Comment ce grandissime favori, porte-drapeau de la délégation iranienne et plus grand espoir de médaille de son pays, peut-il avoir commis une telle erreur ? Cette question agite depuis lors les plus hautes instances olympiques et les dirigeants de la Fédération internationale de judo (FIJ). Et l’explication pourrait en fait se trouver dans la personnalité du premier judoka que devait affronter Arash Miresmaeili. Le tirage au sort effectué jeudi lui avait désigné comme adversaire l’Israélien Ehud Vaks. Depuis, les déclarations et communiqués les plus contradictoires ont circulé sur la participation de l’athlète iranien, un responsable du comité olympique iranien interrogé à Téhéran expliquant que la politique générale de l’Iran était de « s’abstenir de concourir face à des athlètes du régime sioniste ». Car l’Iran ne reconnaît pas l’Etat d’Israël depuis la révolution islamique de 1979. Et c’est au nom de cette politique qu’Arash Miresmaeili aurait été obligé de renoncer à ses rêves olympiques, s’employant à prendre du poids lors des deux jours précédant la pesée.

Solidarité avec les Palestiniens

S’il est confirmé, ce mobile politique risque d’entraîner de lourdes sanctions contre le comité olympique iranien et les sportifs de ce pays.

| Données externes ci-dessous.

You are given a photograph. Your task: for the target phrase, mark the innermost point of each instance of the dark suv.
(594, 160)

A la recherche d’éléments permettant de prouver ce boycott, le comité directeur de la FIJ n’a pas encore adopté de décision. « La présomption d’innocence prévaut. Avant de parler de sanctions, il faut savoir pourquoi il a échoué à la pesée. » a déclaré lundi Michel Brousse, porte-parole de la FIJ. « C’est très important pour l’avenir du CIO, pour l’avenir du judo ».

Les déclarations d’Arash Miresmaeili vont ainsi être étudiées avec beaucoup d’attention. Ce jeune homme avait déjà suscité une polémique lors des championnats du monde de 2003, en décidant d’apporter un coran sur la plus haute marche du podium. La médaille d’or autour du cou, il avait sorti le livre dissimulé sous son kimono pour le brandir puis l’embrasser. Ce sportif très croyant répète souvent qu’il puise sa force dans la religion chiite. Et selon l’agence de presse officielle iranienne IRNA, c’est pour témoigner sa solidarité avec ses frères musulmans palestiniens qu’il aurait choisi de ne pas combattre contre un Israélien. Un geste qui pourrait d’ailleurs lui valoir une récompense de la part du régime de Téhéran.

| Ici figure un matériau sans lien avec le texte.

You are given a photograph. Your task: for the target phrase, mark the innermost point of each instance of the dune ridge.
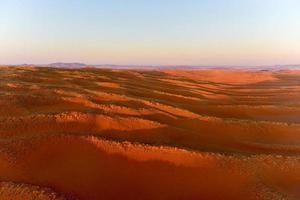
(93, 133)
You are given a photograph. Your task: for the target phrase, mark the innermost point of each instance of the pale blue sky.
(194, 32)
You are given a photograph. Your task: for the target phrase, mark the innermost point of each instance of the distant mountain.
(66, 65)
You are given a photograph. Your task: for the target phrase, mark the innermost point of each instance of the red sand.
(128, 134)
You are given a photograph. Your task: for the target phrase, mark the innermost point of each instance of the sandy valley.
(92, 134)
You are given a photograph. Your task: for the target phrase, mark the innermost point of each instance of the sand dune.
(131, 134)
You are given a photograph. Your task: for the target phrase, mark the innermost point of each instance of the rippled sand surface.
(138, 134)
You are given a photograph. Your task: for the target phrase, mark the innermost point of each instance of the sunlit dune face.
(92, 134)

Le conflit israélo-palestinien a déjà eu des répercussions sur des compétitions sportives par le passé, l’une des dernières en date étant le refus des fleurettistes palestiniens de participer à une compétition organisée en Jordanie en raison de la présence d’un concurrent israélien. Mais le sport a également permis par le passé de rapprocher certains pays, l’Iran et les Etats-Unis disputant ainsi un match historique lors de la Coupe du monde de football de 1998. Dans la foulée, des athlètes iraniens s’étaient même rendus aux Etats-Unis pour participer aux championnats du monde de lutte libre. Et paradoxalement, le forfait d’Arash Miresmaeili a donné lieu à un précédent diplomatique. Car c’est un judoka algérien, Amar Meridja, qui a finalement affronté, et battu, l’Israélien Vaks. Et le quotidien algérien L’Expression n’a pas hésité à insister sur la portée de ce combat qui représente « un précédent très significatif de la position de l’Algérie qui semble décidée à ne plus mélanger sport et politique ».